Dawn E. Brown · 514 weeks ago

Amen and amen.So thankful to be a woman, and thankful my man is a man.God set it up so perfectly,and we need not improve it.What a safe ,peace filled position this offers us women, when we love and accept our dear husbands for who they are.
1 reply · active 514 weeks ago
If you want to be listened to, and don't want Mr. Fix-it, you need to avoid discussing those things with your husband. It will only make him frustrated and you frustrated. In doing so, you also keep talking to a minimum, which is what the guys prefer. This is why ladies need an Ethel (as in I Love Lucy's Ethel). It makes things a lot better.
7 replies · active 513 weeks ago
Thank you for this.

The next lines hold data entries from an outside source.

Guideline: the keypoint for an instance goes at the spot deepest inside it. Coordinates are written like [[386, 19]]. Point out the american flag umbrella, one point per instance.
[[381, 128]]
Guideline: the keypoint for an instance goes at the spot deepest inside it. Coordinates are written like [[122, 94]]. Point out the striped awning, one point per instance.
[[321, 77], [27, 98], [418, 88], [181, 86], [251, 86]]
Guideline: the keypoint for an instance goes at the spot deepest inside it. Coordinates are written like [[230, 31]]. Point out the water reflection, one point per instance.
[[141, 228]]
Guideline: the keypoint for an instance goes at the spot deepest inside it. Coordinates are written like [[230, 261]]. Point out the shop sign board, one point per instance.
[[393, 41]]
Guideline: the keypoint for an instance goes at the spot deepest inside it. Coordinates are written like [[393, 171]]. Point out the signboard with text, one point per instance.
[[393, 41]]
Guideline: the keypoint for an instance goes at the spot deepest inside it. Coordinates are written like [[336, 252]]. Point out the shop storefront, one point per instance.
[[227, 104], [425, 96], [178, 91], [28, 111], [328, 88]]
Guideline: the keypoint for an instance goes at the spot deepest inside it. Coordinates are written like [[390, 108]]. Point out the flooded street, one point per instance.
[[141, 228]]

YES! God created MALE and FEMALE. We need to get over ourselves as women, embrace our femininity, and stop neutering our men by trying to make them more like us..... and PLEASE!!!! Don't stand in the way when your husband is teaching your son to be a man... Just a little advice from a mom of four boys who has had to bite her tongue a time or two over the last 27 years. wink emoticon
1 reply · active 514 weeks ago
Happy Homemaker's avatar

Happy Homemaker · 514 weeks ago

I love this post!!! I am so blessed to be married to a REAL MAN, a manly man. Yes, it has caused some silly hurt feelings on my part at times when I wanted him to be more emotional about something that I was, but in hindsight, I am so glad God gave me a real man and not some feminized version. I love this man so much and so much of what made him attractive is all of his manly characteristics. I feel like allot of what is wrong with our country is we have let too many women take leadership roles and thus there are too many emotions and political correctness due to this.
2 replies · active 514 weeks ago
I loved this post. One thing I've noticed is that both men and women (now a days) aren't taught how to relate to each other so they don't relate to each other in marriage with the wisdom, knowledge, understanding and discernment that God so desperately wants to give us and is just waiting for us to ask for. I can go to my husband in any situation that I'm in and talk with him and because he was taught to "be still and know that He is God" he can then respond to what is going on in my heart properly because he is moving in the Holy Spirit. We need be able to go to our husband....the very one God blessed us with but we also need to have wisdom, understanding, knowledge and discernment on when to go to him so we ourselves are in the right spirit and can receive what he has to say. Timing is everything.
2 replies · active 514 weeks ago
Isn't this the truth! I think the differences between male and female are even evident in babyhood! All my girls have loved and snuggled baby dolls from a VERY young age, and my little boy was obsessed with motorcycles before he could even talk. Those were not learned preferences! I for one am so thankful for the differences between my husband and I. Heaven knows he could never stay home and nurture children all day, and I DEFINITELY couldn't go out and be a police officer, do mounds of yard work, fix cars, etc. like he does. Thank the Lord for these beautiful differences!
2 replies · active 514 weeks ago
A. McIlwain's avatar

A. McIlwain · 514 weeks ago

I love this post! Just last night, my husband and I were talking about how God created men and women so very differently and that we are so thankful He did! We really rely on our male/female differences in our marriage to compliment each other. Also, through growing in God's plan for our marriage, it seems the more manly my husband becomes, the more feminine I become. Thanks, Lori!